Os dados extraídos do Portal da Transparência revelam que, somente em 2023, o deputado fez gastos significativos com deslocamentos. Foram R$ 7.260,00 com uma viagem a Foz do Iguaçu, no Paraná; R$ 20.600 para Santiago, no Chile; e impressionantes R$ 60.967 em uma viagem para Londres, na Inglaterra. Somente em viagens internacionais, os gastos se aproximam de R$ 90 mil, um valor que chama atenção em um momento em que a sociedade busca maior responsabilidade financeira por parte de seus representantes.

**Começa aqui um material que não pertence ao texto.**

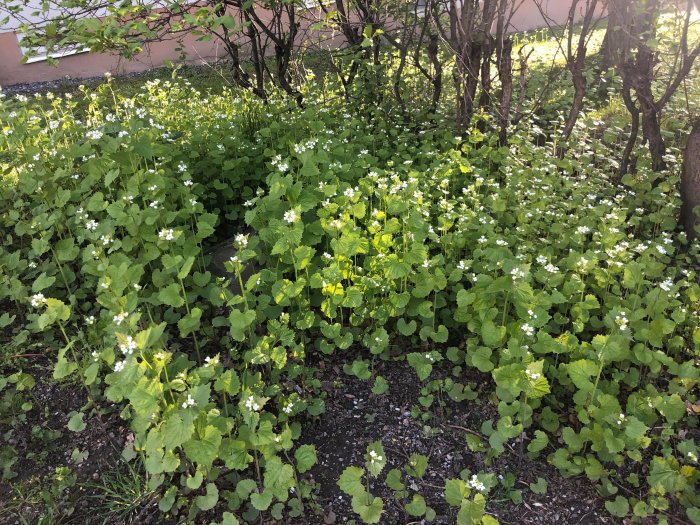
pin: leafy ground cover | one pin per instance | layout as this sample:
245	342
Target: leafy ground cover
500	318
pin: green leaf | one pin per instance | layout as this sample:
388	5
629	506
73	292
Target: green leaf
405	328
208	501
170	295
228	383
227	519
350	481
194	482
245	487
76	423
306	457
620	507
205	448
472	511
166	502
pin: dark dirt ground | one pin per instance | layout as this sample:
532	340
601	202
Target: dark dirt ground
354	417
343	433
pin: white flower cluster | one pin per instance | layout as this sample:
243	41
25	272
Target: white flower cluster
189	402
211	361
166	234
534	376
38	300
251	404
517	273
241	240
622	321
666	285
128	346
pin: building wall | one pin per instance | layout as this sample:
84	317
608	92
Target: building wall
83	65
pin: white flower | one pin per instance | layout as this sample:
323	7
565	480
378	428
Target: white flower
666	285
551	268
38	300
189	402
517	273
251	404
241	240
166	234
476	484
128	346
373	456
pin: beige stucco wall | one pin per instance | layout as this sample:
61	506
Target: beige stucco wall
84	65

Em 2024, as despesas do parlamentar continuaram altas, totalizando R$ 93.110,00. Os destinos incluíram cidades brasileiras como Rio de Janeiro, Florianópolis e São Paulo, além de uma missão internacional por Lisboa, Portugal, e Berlim, na Alemanha. Esta última viagem custou aos cofres públicos R$ 79.800,00, uma quantia que gera questionamentos sobre a justificativa para tais deslocamentos em nome do serviço público.
Até o momento de nossa última consulta ao Portal da Transparência, em 2025, o total gasto pelo deputado alcançou R$ 150.170,00. O valor mais expressivo referente a uma única viagem se deu à sua passagem por cidades japonesas como Tóquio, Hamamatsu, Shizuoka, Osaka, Seki e Kioto, totalizando R$ 148.960,00. Uma viagem relativamente modesta a João Pessoa, na Paraíba, somou R$ 1.210,00, mas é o total das despesas que se torna crítico para análise.
Essas informações disponíveis no Portal da Transparência da Assembleia Legislativa de Goiás permitem ao cidadão acompanhar detalhadamente as prestações de contas de diárias e ajudas de custo recebidas por todos os deputados estaduais. Essa ferramenta é fundamental para garantir que os representantes adotem uma conduta responsável e em respeito ao dinheiro público.
A dúvida que resta é: até que ponto tais despesas são justificáveis dentro do exercício das funções parlamentares? A sociedade espera um clarão de transparência e responsabilidade, especialmente em tempos em que muitos cidadãos enfrentam dificuldades financeiras. O elevado montante gasto em viagens suscita não apenas a curiosidade, mas também a necessidade de um debate mais amplo sobre como os recursos públicos devem ser utilizados em benefício da população.
É imperativo que o eleitor esteja atento às ações de seus representantes, monitorando como o dinheiro do contribuinte é aplicado. Assim, a pressão para a transparência e responsabilização se torna um componente essencial na construção de um ambiente político mais ético e comprometido com o bem-estar coletivo. O momento exige que a sociedade se mobilize e cobre uma postura mais consciente e responsável por parte de todos os que ocupam cargos públicos.
As informações que se revelam a partir do Portal da Transparência não são apenas números, mas reflexos da confiança depositada pela população nos seus representantes. Cada gasto deve ser examinado com cautela e a legitimidade das despesas deve ser questionada quando estas fogem do convencional ou apresentam valores exorbitantes.
Essa é uma oportunidade para que se inicie um debate sério sobre a moralidade e a necessidade das viagens realizadas por parlamentares. Estão esses deslocamentos realmente servindo a um propósito que beneficie a coletividade? Ou seriam apenas justificativas para gastos excessivos de recursos que poderiam ser canalizados para outras áreas em que a sociedade tanto precisa?
Portanto, a questão central deve ser: como os representantes podem garantir uma atuação que realmente atenda aos interesses dos cidadãos, evitando abusos fiscais e promovendo um uso mais eficiente do orçamento público? A resposta a essa indagação será fundamental para a construção de um futuro mais ético e responsável na política goiana e brasileira.